In a small bowl, soak the raisins in the brandy for 45 minutes. Add the dried apple slices and macerate for a further 15 minutes. Do not drain!
Preheat the oven to 325 degrees. Butter a 9 x 13 inch pan and line the bottom and up the two long sides with a sheet of parchment paper, letting the paper hang over the edges by an inch or so. Lightly butter the paper. In a small bowl, sift together flour, baking soda, salt, cinnamon, nutmeg, and cloves together into a bowl and set aside.
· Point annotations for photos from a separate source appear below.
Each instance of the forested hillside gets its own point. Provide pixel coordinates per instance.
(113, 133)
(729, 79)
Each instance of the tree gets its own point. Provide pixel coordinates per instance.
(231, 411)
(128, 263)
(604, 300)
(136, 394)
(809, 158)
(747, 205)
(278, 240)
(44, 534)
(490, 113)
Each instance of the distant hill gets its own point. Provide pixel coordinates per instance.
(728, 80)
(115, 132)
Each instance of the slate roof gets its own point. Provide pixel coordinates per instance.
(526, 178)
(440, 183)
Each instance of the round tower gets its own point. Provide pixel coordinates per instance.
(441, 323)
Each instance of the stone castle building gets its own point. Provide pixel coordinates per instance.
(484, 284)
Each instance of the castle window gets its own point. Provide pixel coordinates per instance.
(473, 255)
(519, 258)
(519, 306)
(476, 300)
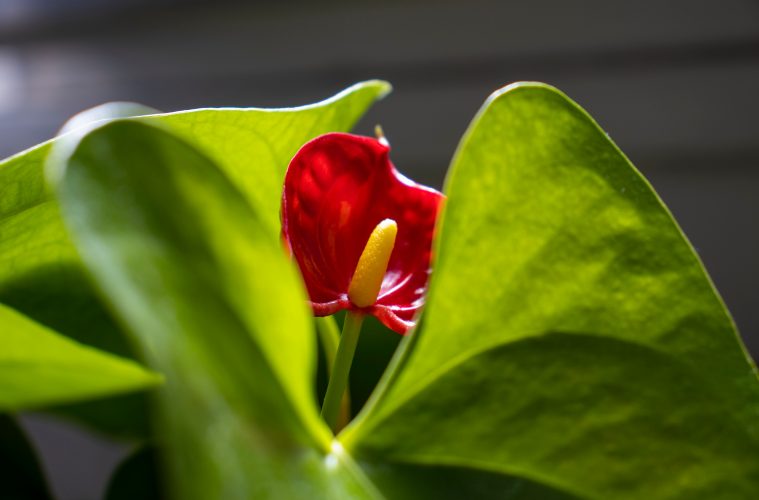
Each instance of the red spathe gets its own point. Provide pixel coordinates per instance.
(338, 187)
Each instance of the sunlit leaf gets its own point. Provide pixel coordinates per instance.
(571, 335)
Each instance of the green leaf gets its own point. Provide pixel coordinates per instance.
(39, 367)
(21, 476)
(40, 272)
(208, 293)
(571, 336)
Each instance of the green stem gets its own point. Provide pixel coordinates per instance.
(338, 379)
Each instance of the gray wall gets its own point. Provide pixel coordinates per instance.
(674, 83)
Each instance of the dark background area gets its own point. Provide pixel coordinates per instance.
(674, 83)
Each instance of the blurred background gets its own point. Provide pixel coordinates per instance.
(675, 84)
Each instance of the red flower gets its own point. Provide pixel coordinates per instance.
(340, 189)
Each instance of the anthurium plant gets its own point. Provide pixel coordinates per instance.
(173, 279)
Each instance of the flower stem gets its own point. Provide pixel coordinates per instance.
(338, 379)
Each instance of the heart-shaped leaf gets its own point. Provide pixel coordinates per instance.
(571, 336)
(209, 295)
(40, 273)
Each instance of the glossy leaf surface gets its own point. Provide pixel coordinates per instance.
(40, 273)
(571, 335)
(216, 306)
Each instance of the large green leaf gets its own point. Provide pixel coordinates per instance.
(40, 273)
(207, 291)
(571, 335)
(40, 367)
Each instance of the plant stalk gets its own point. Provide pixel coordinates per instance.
(338, 379)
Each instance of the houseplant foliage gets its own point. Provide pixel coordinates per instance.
(572, 345)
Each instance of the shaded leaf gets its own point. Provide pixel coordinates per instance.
(40, 367)
(209, 295)
(137, 477)
(21, 476)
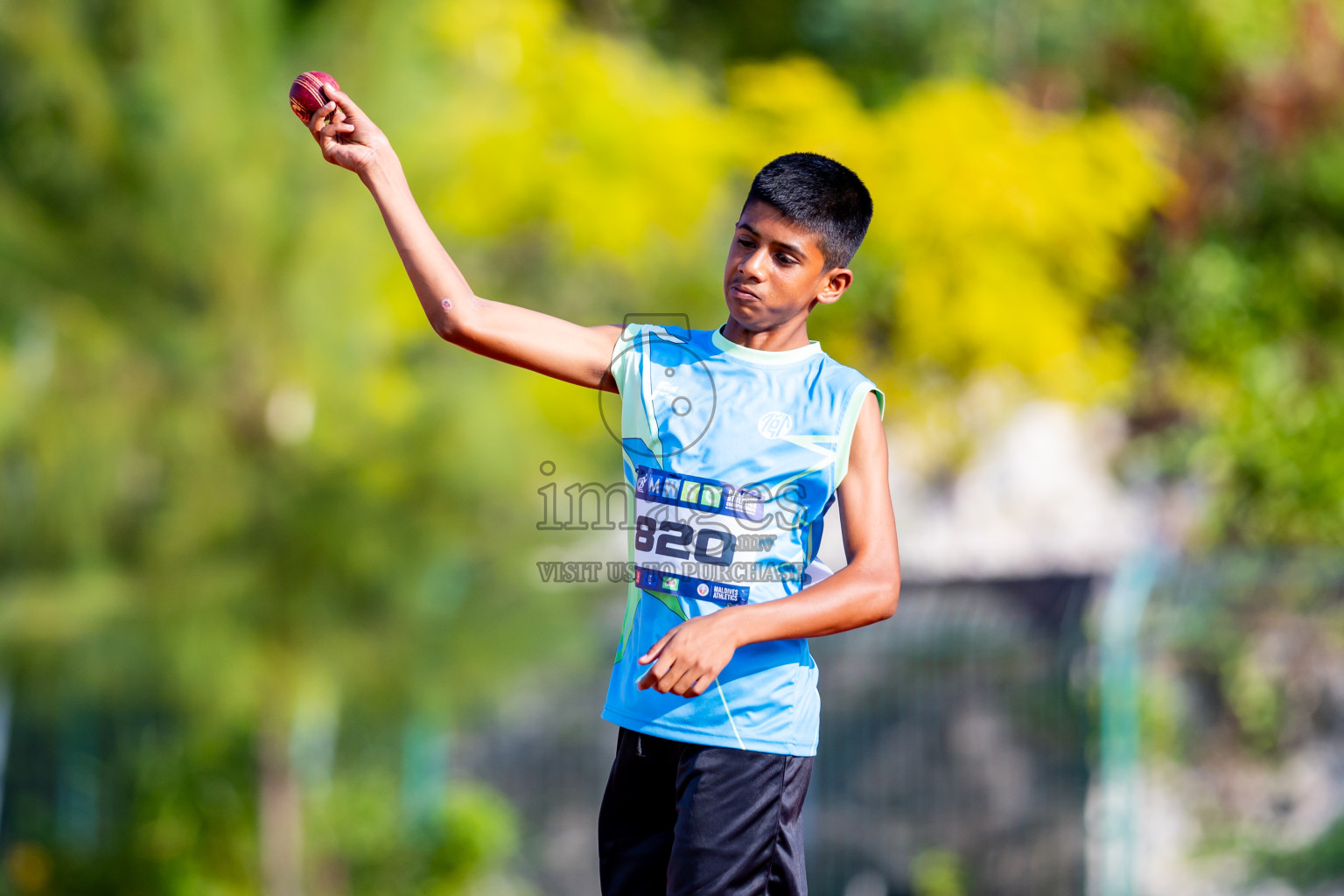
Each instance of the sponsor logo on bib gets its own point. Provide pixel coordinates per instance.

In a large bowl with a hand held electric mixer or whisk, or in the bowl of a stand mixer fitted with the paddle attachment, blend both sugars. Add the eggs and beat on medium speed until thickened and pale, about 2 minutes with a machine, 4 to 5 minutes by hand. Add the cooled melted butter and mix to blend. Fold in the dry ingredients in two additions, mixing just enough to moisten most but not all of the flour. Add the dried fruit and brandy mixture, chopped pecans, and diced fresh apple, then fold them into the batter with long, deep strokes. Don’t fret about the ratio of fruit to batter — there is a remarkable amount of fruit but it bakes into a wonderfully chewy cake.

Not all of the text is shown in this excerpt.